General Odumegwu-Ojukwu
Chukwuemeka Odumegwu-Ojukwu was born in northern Nigeria in 1933 to extremely wealthy parents.
He was born in the early years of the world wide depression, and everything he was able to do resulted from him nimbly jumping from stepping stone to stepping stone over the fast moving events of the 20th century: the second world war (started when he was 5, ended when he was 11); the end of British colonial rule in 1960 when he was 26, had completed his Oxford education and had completed his British Army officer training.
He was primed to be a leader in the new Republic of Nigeria, and lead he did.
His father took off before his birth. As a young boy, the General was taken away from his mother by his father, who decided that he was to have the education of a British gentleman. Which meant first, boarding school in Nigeria.
When he was 12, after the second world war had ended, he was sent to England for boarding school and then Oxford University. He was a baccalaureate, and later, a master of arts.

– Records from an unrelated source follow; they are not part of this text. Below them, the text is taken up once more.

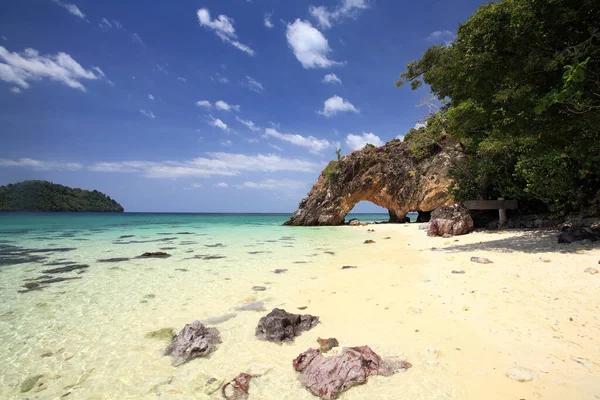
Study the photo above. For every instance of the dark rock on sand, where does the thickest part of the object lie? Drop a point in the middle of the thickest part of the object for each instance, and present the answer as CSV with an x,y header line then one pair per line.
x,y
195,340
238,388
66,269
326,377
450,220
327,344
280,326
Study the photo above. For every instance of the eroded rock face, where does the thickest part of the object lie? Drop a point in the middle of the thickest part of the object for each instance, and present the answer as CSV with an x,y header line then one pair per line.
x,y
281,326
326,377
195,340
450,220
389,176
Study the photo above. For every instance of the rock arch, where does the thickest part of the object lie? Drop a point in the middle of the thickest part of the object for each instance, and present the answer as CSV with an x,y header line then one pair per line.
x,y
388,176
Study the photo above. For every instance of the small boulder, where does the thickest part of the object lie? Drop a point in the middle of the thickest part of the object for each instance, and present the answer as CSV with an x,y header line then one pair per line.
x,y
195,340
450,220
280,326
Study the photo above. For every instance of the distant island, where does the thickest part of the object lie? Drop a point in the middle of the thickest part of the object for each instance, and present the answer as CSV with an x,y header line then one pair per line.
x,y
50,197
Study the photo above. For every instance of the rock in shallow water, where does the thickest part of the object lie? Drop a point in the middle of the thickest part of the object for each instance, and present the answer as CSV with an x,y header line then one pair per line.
x,y
326,377
195,340
280,326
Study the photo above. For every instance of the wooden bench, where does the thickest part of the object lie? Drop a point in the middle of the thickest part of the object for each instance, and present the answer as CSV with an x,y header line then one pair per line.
x,y
501,205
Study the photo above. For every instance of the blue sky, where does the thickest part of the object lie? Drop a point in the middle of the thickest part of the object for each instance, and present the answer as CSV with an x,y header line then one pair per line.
x,y
206,106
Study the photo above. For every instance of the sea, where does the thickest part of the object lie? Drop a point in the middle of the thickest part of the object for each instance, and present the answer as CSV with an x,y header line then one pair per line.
x,y
77,302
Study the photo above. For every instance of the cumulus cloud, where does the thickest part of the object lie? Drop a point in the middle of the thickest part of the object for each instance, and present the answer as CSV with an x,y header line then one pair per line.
x,y
223,28
347,9
313,144
148,114
446,37
335,105
332,79
254,85
221,105
356,142
22,68
72,8
249,124
309,45
31,163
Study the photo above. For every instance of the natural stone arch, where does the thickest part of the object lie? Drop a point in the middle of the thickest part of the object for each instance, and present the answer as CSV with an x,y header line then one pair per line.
x,y
388,176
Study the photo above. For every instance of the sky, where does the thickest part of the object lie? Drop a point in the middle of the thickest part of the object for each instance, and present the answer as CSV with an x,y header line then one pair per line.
x,y
207,106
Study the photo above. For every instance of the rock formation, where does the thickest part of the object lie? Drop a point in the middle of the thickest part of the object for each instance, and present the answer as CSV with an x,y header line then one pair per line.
x,y
280,325
389,176
326,377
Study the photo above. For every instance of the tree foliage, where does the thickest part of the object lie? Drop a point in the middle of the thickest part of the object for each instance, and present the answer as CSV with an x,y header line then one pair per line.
x,y
47,196
521,91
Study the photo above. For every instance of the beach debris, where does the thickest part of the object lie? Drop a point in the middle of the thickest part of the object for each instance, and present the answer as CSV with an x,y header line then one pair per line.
x,y
521,374
29,383
450,220
481,260
195,340
280,326
162,334
327,344
238,388
157,254
326,377
578,234
253,306
68,268
218,320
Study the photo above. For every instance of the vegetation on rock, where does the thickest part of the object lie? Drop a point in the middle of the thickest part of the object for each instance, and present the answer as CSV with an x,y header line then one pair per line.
x,y
47,196
520,90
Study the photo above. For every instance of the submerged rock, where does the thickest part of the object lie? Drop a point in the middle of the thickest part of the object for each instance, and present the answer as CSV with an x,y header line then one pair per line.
x,y
195,340
238,388
450,220
326,377
280,326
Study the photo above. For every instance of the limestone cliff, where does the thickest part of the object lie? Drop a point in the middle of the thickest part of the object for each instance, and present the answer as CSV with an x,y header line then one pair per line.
x,y
389,176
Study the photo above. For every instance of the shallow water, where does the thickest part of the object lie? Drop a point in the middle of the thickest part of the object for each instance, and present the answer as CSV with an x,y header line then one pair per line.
x,y
86,334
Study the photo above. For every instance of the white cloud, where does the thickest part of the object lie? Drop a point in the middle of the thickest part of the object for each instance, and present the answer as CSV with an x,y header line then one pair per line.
x,y
221,105
347,9
445,37
72,8
215,164
309,45
203,103
251,125
216,122
223,28
254,85
28,66
148,114
356,142
335,105
39,165
312,143
332,78
268,22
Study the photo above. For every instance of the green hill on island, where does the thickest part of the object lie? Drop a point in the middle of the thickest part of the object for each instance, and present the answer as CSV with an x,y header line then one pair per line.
x,y
48,196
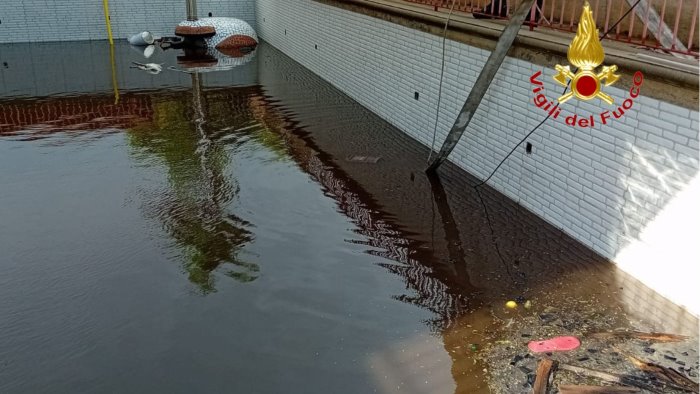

He rapidly rose to the top of all professions he tried, and he always tried very hard to star at the bottom. After a year or so in the Nigerian Civil Service, during British rule, he joined the army as a private.
He was the second ever university graduate in the Nigerian Army, and was pulled out of the ranks and commissioned an officer, and the British Army trained him well in England.
The General's later years astonished me when I first heard about them. He was given a military pension by the Nigerian government, and after a lingering illness and long hospital stay, he died in a hospital in England.
RIP Colonel Ikemba. You did well. You tried, and I have heard scholars say that if you had not declared the Nation of Biafra, far more, far more Igbos would have been murdered, holocausted, genocided. Say a prayer for the 3 million who died before and during the Nigerian Civil War of 1967-1970.